Le ministre de l'Agriculture, Ismat Qurashi, a indiqué à l'AFP que les agriculteurs étaient invités à privilégier les cultures résistantes à la sécheresse et à retarder les semis.
Moussa Yaacoub, 75 ans, cultive du sésame depuis des décennies. Devant sa parcelle assoiffée, il doute de pouvoir mener la saison à terme, alors que ses coûts d'exploitation ont quadruplé.
- "Pas la peine" -
Dans l'Etat d'Al-Jazira, l'autre grenier du Soudan, Hassan Ahmed contemple son exploitation familiale centenaire, saccagée l'an dernier par les combats et qu'il s'est attelé à remettre en état avec ses fils.
Mais avec les conditions météorologiques, il peine à la faire vivre.
"J'ai 63 ans et je n'ai jamais vu le Nil aussi bas en août", confie-t-il à l'AFP. "A cette époque, nous devrions déjà avoir sorti notre pompe à eau car la crue aurait détrempé le sol sur plusieurs mètres."
Pris en étau entre le manque d'eau et l'explosion des coûts, de nombreux paysans abandonnent leurs terres, alors que 65% des surfaces arables sont déjà inutilisables.
Certains ont "laissé mourir (leurs cultures) parce que la récolte n'en valait tout simplement pas la peine", explique à l'AFP le jeune agriculteur Mohamed al-Tijani, près de Khartoum.
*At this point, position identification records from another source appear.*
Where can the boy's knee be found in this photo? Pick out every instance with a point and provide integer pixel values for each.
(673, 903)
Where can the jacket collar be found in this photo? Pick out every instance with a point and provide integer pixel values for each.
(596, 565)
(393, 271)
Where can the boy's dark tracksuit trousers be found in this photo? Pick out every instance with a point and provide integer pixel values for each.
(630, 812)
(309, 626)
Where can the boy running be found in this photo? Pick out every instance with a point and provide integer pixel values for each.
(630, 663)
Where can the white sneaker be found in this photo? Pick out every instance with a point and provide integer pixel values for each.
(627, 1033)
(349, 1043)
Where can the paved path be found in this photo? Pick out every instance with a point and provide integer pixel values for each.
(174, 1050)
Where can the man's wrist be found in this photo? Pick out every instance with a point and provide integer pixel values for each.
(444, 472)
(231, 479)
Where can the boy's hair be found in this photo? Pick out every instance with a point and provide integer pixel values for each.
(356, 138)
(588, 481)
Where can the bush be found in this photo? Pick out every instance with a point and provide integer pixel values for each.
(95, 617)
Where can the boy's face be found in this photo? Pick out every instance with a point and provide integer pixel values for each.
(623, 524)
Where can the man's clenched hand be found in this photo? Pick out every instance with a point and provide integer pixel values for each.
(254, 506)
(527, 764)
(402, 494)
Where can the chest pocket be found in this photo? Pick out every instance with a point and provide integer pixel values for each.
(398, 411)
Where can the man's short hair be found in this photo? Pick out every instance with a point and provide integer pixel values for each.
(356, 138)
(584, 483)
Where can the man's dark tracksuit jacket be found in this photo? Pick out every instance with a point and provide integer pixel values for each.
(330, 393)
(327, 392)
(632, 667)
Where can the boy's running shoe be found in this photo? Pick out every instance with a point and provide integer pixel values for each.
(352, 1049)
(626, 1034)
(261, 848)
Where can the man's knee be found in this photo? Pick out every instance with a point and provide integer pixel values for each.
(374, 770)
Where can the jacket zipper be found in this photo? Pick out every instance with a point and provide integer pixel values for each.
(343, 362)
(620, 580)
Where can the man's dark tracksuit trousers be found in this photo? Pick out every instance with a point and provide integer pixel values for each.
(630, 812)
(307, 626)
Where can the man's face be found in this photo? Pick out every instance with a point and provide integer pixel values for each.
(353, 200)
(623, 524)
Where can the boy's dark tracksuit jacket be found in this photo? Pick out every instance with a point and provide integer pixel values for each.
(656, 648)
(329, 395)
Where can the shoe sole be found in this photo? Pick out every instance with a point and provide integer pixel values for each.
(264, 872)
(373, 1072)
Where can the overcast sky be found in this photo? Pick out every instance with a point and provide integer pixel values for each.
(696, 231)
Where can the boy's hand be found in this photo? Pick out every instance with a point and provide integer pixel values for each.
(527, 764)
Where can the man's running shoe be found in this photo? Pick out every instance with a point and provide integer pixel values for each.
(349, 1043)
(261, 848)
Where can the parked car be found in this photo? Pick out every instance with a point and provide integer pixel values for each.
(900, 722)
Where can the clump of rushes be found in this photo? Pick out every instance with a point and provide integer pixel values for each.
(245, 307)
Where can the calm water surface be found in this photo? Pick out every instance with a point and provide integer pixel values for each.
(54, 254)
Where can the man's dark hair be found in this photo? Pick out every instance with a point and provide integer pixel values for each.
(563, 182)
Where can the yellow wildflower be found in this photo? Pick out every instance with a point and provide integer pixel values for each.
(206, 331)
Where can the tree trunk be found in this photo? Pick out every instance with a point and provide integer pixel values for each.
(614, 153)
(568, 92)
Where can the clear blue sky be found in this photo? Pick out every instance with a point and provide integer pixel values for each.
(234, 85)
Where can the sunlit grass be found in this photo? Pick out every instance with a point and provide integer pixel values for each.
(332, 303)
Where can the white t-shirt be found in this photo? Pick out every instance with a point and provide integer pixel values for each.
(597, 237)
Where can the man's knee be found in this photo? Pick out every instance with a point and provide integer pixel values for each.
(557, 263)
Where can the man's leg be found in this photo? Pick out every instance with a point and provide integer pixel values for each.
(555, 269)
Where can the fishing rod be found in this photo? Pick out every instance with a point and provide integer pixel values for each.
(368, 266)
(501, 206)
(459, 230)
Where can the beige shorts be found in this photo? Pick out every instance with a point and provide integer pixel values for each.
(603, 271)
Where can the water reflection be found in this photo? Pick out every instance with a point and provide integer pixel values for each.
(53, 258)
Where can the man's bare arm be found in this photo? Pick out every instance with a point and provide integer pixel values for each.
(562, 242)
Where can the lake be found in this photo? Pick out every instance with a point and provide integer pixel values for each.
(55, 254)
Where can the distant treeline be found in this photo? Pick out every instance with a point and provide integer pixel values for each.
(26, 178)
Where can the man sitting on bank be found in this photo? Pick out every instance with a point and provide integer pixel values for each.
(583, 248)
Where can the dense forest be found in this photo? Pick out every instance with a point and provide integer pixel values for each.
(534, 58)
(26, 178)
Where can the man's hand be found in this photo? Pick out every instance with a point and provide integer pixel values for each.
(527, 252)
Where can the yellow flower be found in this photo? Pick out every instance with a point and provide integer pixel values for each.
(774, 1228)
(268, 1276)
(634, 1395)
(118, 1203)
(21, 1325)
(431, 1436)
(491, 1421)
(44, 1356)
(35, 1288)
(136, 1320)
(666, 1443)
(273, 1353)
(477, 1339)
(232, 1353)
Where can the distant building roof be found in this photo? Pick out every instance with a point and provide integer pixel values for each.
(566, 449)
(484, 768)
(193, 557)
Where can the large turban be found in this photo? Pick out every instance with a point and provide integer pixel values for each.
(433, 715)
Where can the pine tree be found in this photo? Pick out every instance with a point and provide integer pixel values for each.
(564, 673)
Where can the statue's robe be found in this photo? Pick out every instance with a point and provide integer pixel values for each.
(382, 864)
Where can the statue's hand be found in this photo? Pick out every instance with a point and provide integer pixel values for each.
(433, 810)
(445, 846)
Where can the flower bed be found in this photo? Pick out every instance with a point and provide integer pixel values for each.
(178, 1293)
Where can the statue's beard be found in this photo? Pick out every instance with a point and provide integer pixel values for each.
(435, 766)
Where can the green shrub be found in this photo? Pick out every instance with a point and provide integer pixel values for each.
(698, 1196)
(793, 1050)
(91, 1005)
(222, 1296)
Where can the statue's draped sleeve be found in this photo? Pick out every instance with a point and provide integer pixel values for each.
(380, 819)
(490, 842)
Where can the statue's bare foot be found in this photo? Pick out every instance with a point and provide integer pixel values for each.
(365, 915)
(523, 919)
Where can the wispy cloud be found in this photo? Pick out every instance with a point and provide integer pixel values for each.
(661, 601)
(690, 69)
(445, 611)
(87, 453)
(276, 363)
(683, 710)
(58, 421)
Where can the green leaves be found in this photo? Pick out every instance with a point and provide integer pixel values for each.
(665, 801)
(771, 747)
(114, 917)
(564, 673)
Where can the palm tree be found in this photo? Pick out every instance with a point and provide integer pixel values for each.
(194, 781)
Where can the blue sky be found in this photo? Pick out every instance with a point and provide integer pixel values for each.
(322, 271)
Le Soudan importe la totalité de son carburant et la majeure partie de ses engrais, dont les prix ont quintuplé en raison de la guerre au Moyen-Orient.
L'agriculteur Ahmed Othman sait qu'il ne rentrera pas dans ses frais. "Mais au moins, je peux dire que je travaille", dit-il à l'AFP, le dos courbé par des décennies de labeur.